Recent remarks by Mariela Castro Espin suggest that the succession of Cuban leader Raúl Castro, who has publicly announced his retirement as president of the State and Ministers’ councils next year, may not be as clear as expected.
“Who do I want for the future of the country? I have no idea. In all [the candidates] I look at, I see virtues and defects, including in my father,” Mariela Castro said at the School of Communication in the University of Havana last Friday, The Miami Herald reports.
“The people have to decide. I do not have a preferred candidate but there are several people with qualities. I’m not going to say anything yet, I’m observing.”
The people of Cuba do not vote to elect the president; they instead vote for local representatives and deputies to the National Assembly. The representatives then vote to elect the president of the Council of Ministers and Council of States. For several decades, the Castros have been unanimously elected to both positions.
José Ramón Machado Ventura, the current second secretary of the Communist Party, was originally thought to be Castro’s eventual successor. But Castro dampened Machado Ventura’s presidential aspirations during a session of congress in 2016. Castro proposed term limits and suggested limiting the age of those who occupy high positions in government.
“It’s not a personal matter, I’m like them, I’m 85 years old, I’m one of the oldest, not as old as Machado,” Castro said about Machado, who is turning 88 in 2018, during the session.
Castro didn’t seem to be in any rush to implement his proposed limits—he said the measures would be implemented within the next few years—but it now looks like other figures within the regime, including members of the Castro family, could be successors instead of Machado Ventura.
These suspicions were confirmed when Miguel Díaz-Canel became first vice president over Machado Ventura. His promotion to the post is considered a calculated move to pave the way for his rise to the top of the Communist Part of Cuba, and eventually replacing Castro.

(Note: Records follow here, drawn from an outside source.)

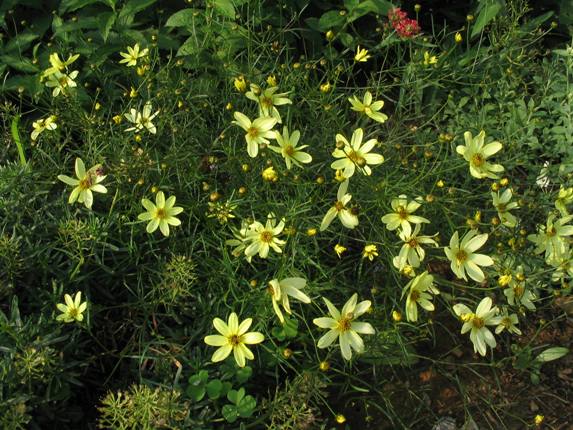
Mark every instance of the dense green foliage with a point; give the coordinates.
(136, 357)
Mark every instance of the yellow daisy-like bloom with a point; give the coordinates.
(61, 82)
(258, 131)
(429, 59)
(362, 55)
(240, 84)
(402, 215)
(370, 251)
(233, 338)
(268, 100)
(463, 257)
(476, 323)
(161, 214)
(412, 253)
(418, 290)
(142, 120)
(343, 326)
(85, 183)
(58, 65)
(288, 148)
(281, 290)
(340, 210)
(339, 249)
(355, 154)
(73, 309)
(476, 153)
(48, 123)
(368, 108)
(264, 237)
(503, 205)
(132, 55)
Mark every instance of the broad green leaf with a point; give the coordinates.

A member of the Castro family who also has potential of getting elected president is Mariela’s brother and head of the National Defense and Security Commission, Colonel Alejandro Castro Espin. He was never seriously considered a successor because he always kept a low profile, but he has recently been receiving a lot of international attention after it was revealed that he was the government’s official envoy in the secret negotiations that restored diplomatic relations between the U.S. and Cuba in 2014.
Cuba’s Foreign Minister Bruno Rodríguez also made public comments about the election during a recent diplomatic tour of Europe. He said Castro has no constitutional obligation to step down because the Cuban constitution “has no restrictions on indefinite reelection.” When asked to comment on Castro’s succession, Rodríguez said “we will have to wait for the elections to know the results.”